- Bitcoin Decentralized Finance (BTCFi) has surged 2,700% in the past year as sentiment around the asset skyrockets.
- Bitcoin long-term holders have accumulated 400,000 BTC since February 2025, bringing the total held to 13.5 million.
A latest Binance research report has disclosed that Bitcoin-based Decentralized Finance (BTCFi) has surged by more than 2,700% in just one year. According to the report, its Total Value Locked (TVL) has reached an impressive amount of $8.6 billion, highlighting its use beyond the normal “store of value” tag to a yield-bearing asset.

Commenting on the data, Binance disclosed that the DeFi activities around Bitcoin could further rise to a significant height due to a potential rate cut which may increase sentiment. Meanwhile, the continued growth of the BTCFI sector has been tipped to unlock new opportunities for holders via liquidity provision and other DeFi mechanisms.
According to a Binance spokesperson, these opportunities are inevitable, but it is very early to determine the full impact. Also, he believes that the evolving market could increase demand for the asset and subsequently impact the price.
This may contribute to a shift in how BTC is perceived — from a passive store-of-value to a productive on-chain asset. While it’s too early to determine the full impact, these evolving use cases could support broader adoption and, over time, strengthen demand.
BTCFi interest started skyrocketing after the April 2024 Bitcoin halving. At that time, Babylon had unveiled the first Bitcoin staking while Hermetica had also launched the first synthetic dollar backed by Bitcoin. As of January, Babylon led Bitcoin DeFi growth with 80% TVL share, as summarized in our earlier news story.

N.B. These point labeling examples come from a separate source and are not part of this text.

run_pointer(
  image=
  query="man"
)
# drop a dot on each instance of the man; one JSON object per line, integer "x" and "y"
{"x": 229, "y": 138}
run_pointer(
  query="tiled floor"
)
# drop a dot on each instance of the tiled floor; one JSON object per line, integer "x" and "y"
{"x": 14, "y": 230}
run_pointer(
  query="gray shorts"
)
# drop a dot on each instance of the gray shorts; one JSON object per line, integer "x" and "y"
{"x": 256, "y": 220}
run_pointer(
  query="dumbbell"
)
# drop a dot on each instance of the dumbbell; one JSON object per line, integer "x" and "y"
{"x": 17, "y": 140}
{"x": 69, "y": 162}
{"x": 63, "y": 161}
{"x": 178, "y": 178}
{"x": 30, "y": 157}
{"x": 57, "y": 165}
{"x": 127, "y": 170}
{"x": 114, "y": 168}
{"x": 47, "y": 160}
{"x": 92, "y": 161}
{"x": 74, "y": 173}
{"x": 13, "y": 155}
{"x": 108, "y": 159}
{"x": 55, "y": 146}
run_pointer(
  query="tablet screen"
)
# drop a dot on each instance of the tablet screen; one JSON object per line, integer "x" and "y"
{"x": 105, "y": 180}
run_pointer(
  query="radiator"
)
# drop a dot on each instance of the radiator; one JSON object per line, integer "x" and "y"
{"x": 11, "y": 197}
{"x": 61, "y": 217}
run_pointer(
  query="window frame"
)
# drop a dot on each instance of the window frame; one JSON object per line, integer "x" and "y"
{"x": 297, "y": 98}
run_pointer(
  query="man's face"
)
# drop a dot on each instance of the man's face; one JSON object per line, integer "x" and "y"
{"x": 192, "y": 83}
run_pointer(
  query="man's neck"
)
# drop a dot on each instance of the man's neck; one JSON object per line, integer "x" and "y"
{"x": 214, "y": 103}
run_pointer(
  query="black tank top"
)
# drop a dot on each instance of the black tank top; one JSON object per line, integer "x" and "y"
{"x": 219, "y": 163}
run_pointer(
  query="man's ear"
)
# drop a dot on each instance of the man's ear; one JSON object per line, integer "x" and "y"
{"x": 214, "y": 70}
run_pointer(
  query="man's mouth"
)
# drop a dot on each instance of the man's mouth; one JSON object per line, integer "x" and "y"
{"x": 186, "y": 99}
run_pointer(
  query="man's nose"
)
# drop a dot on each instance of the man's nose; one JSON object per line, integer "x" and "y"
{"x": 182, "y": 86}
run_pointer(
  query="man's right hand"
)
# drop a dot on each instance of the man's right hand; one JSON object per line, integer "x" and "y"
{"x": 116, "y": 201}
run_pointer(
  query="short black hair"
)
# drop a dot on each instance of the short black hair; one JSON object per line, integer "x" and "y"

Bitcoin (BTC) Long-Term Holders Increase their Position
Currently, long-term Bitcoin holders (people who have held BTC for at least 155 days) have increased their holdings by 400,000 BTC since February 2025. According to on-chain data, this brings the total amount held to 13.5 million BTC.
Earlier, Glassnode disclosed that holders who have held their Bitcoin for the past three to six months are experiencing profits. Meanwhile, Bitcoin is currently down by 8% in the last 30 days and 2% in the last seven days while trading at $82k.
On the price trend, an analyst identified as Pejman has disclosed that the asset could continue its decline below the current level. Similarly, analyst Kevin Capital believes that Bitcoin could decline to $78k. However, there is also a possibility that the asset could return to the $87,000 to $90,000 range.
Earlier, BitMex’s CEO Arthur Hayes predicted that Bitcoin could record a bullish run in April and would be triggered by a possible rate cut. As mentioned in our previous news brief, Hayes also argued that the recent $77k could be a bottom level of the asset.
In a different report, Network economist Timothy Peterson also predicted that Bitcoin could stage an explosive run to $126k by June 1. As explained in our last analysis, Peterson believes that April and October have been the most bullish months for the asset.